Relationships with customers are based on trust. Advertising, for example, makes a brand promise, and it then falls to the product, service, and customer experience to deliver on the promises made. But post-Covid-19, there is a new emphasis on relationships. Faced with a virtual sales environment, teams with existing relationships have been able to maintain revenue momentum, capitalizing on the strength of their prior bonds. In contrast, prospecting for new customers has required an evolved set of skills focused on selling relationships and solutions, not just products. This has demanded a thoughtful reorganizing of talent to identify people best suited to driving relationships in this new world of online interactions. This world relies less on mere old-school salesmanship and more on providing an understanding of a consumer’s need and furnishing them with real answers. Trust will be built by and rewarded to those that listen to customer needs and then craft solutions designed to meet those needs.
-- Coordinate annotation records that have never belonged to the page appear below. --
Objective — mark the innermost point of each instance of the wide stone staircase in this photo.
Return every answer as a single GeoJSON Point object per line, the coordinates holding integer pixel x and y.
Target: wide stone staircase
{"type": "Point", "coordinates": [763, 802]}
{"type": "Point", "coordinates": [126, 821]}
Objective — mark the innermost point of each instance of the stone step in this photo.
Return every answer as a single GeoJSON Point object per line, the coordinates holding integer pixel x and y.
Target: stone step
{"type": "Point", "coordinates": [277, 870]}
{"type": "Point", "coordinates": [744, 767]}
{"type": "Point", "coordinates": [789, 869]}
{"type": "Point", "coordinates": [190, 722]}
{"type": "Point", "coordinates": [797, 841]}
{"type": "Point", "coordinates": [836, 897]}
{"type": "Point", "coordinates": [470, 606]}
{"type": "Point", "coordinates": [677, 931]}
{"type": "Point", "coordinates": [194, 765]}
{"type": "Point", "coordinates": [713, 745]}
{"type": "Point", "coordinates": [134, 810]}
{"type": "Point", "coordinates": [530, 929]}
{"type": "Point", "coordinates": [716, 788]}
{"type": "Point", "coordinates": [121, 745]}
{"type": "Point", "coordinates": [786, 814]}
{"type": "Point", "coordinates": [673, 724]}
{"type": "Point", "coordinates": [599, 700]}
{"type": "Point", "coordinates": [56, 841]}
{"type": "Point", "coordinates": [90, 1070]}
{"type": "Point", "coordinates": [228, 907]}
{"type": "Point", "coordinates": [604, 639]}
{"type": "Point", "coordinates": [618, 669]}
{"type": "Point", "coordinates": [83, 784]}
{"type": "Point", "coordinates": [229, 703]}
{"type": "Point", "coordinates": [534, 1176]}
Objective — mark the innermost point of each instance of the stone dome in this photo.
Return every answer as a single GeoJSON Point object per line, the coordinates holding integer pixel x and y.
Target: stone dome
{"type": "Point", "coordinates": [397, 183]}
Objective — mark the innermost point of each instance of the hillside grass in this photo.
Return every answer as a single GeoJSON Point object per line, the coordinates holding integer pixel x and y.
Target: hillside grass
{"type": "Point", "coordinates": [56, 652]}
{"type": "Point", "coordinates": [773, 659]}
7)  Your brand once stood behind great products. Your brand should stand behind great values.

Marketing has to be better and bolder than ever before. The emergence of rainbow capitalism is an example of values-driven marketing. While members of the LGBTQIA+ communities may have always been present (perhaps not as visible or vocal), recognizing them as desirable has never been so necessary.  This requires more than just slapping a rainbow behind your logo and pronouncing that we are all friends. Recognize those aging lesbians and emerging trans kids are highly different and unique. This means taking the time and data to find out who the different members of the community are and how your company wants to interact with them. Leave your stereotypes at the door.

Covid-19 has created an acceleration of technology-driven customer experiences where customers get what they want, when they want it and are delighted with the journey. It is incumbent on marketing now to direct an organization’s agenda for broader growth and innovation.  Embracing these new marketing truths means an organization can no longer rely on merely having the best widget in a post-Covid-19 world.